Une école de l'ennui et de l'échec

Depuis quelques jours, les propositions de programme de l’école primaire suscitent une grande émotion dans la communauté éducative. Les syndicats d’enseignants, les inspecteurs de l’Education nationale, la principale fédération de parents d’élèves et bien d’autres associations ont multiplié les critiques.

Depuis quelques jours, les propositions de programme de l’école primaire suscitent une grande émotion dans la communauté éducative. Les syndicats d’enseignants, les inspecteurs de l’Education nationale, la principale fédération de parents d’élèves et bien d’autres associations ont multiplié les critiques. Mais le réquisitoire le plus ferme et le plus précis est venu de deux anciens ministres de l’Education nationale successifs, pourtant de sensibilité différente, Jack Lang et Luc Ferry : «Paresse intellectuelle, vide abyssal, imposture, reniement.» Les termes sont très durs, malheureusement justifiés pour tous ceux qui ont lu ces propositions dans le détail avec consternation mais aussi avec surprise. Je pense que le sujet ne concerne pas les seuls spécialistes ou les parents ; il doit retenir l’attention de tous.

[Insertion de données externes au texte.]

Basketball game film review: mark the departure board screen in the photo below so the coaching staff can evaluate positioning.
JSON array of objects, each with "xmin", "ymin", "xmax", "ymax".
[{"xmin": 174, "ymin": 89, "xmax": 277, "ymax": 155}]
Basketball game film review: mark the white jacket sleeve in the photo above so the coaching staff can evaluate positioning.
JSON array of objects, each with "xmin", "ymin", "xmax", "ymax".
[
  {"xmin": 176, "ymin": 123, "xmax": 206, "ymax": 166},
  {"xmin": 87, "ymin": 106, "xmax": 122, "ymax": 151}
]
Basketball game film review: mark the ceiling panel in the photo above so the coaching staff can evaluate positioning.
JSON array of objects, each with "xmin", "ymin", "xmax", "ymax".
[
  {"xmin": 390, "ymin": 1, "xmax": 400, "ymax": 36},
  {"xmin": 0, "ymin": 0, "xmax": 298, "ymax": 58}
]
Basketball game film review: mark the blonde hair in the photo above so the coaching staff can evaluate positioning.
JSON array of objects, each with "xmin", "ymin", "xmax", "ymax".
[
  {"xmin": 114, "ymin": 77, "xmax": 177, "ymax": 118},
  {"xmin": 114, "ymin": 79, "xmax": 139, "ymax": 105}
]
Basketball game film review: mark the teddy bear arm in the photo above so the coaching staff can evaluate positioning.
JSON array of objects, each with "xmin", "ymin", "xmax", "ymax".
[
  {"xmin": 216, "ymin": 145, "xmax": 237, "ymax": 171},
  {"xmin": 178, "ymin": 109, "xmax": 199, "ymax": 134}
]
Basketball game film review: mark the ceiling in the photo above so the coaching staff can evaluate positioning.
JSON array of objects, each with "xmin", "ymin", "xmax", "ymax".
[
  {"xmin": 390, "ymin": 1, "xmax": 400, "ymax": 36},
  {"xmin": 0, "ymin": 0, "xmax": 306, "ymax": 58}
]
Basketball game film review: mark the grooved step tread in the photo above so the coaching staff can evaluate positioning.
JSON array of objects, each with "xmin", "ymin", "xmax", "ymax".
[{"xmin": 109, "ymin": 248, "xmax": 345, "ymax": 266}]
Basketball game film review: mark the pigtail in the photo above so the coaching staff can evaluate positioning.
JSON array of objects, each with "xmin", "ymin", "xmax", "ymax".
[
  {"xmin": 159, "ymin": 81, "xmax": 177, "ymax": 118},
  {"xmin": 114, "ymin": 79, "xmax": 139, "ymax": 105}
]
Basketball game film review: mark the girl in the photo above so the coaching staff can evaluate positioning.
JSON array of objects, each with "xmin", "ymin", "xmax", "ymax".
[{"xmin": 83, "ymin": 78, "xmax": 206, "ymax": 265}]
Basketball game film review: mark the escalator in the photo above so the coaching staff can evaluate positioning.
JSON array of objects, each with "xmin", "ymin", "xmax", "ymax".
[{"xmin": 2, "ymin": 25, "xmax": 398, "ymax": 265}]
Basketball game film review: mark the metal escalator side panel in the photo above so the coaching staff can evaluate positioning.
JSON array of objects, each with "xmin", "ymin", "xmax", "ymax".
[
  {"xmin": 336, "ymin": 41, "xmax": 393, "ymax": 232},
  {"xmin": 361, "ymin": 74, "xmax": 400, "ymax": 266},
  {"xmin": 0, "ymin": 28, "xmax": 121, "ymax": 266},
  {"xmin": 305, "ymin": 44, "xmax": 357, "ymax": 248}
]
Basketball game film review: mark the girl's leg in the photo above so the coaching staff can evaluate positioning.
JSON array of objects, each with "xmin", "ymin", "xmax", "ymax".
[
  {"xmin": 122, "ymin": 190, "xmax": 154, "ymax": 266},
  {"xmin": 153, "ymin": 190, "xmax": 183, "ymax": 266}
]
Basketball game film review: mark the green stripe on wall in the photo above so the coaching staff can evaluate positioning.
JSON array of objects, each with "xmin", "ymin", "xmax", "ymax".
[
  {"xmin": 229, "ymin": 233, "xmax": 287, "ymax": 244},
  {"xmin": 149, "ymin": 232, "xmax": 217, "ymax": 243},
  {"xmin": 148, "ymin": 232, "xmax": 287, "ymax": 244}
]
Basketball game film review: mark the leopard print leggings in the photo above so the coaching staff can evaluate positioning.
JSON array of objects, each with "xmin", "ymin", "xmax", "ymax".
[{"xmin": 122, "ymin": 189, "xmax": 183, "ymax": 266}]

Le triomphe du passé antérieur


On lit ces propositions avec consternation, tant est visible la régression vers un passé mythique sans rapport avec la réalité. Sous prétexte de retour aux fondamentaux, on privilégie la mémorisation mécanique des règles orthographiques et grammaticales, au détriment de la compréhension, on alourdit la grammaire en y ajoutant les temps complexes, le futur antérieur et le passé antérieur, traités jusque-là au collège, au risque de minimiser l’importance des temps les plus utiles. En revanche, ce qui fait le cœur d’une maîtrise réussie de la langue française, la capacité de rédiger des textes, devient secondaire : quatre-vingt-dix lignes pour la grammaire, cinq pour la rédaction ! De même, en mathématiques, on perd beaucoup de temps à imposer l’apprentissage mécanique d’opération sur le papier à des élèves toujours plus jeunes, au détriment de l’objectif final, la résolution des problèmes.

 

Ces programmes confondent les moyens et les buts. Croyons-nous sérieusement longtemps motiver les élèves sans leur expliquer à quoi sert ce qu’ils sont en train d’apprendre ? Pour prendre une analogie, combien d’enfants ont-ils été éloignés de la musique à force de faire du solfège sans jouer d’un instrument ? Il faut savoir articuler les deux démarches. Quelle est l’utilité de connaître par cœur les conjugaisons les plus complexes, si faute de pratique continue, on est dans l’incapacité de rédiger un texte quelconque? Pouvoir effectuer parfaitement une division sur le papier ne doit jamais faire oublier la finalité, savoir quand l’utiliser.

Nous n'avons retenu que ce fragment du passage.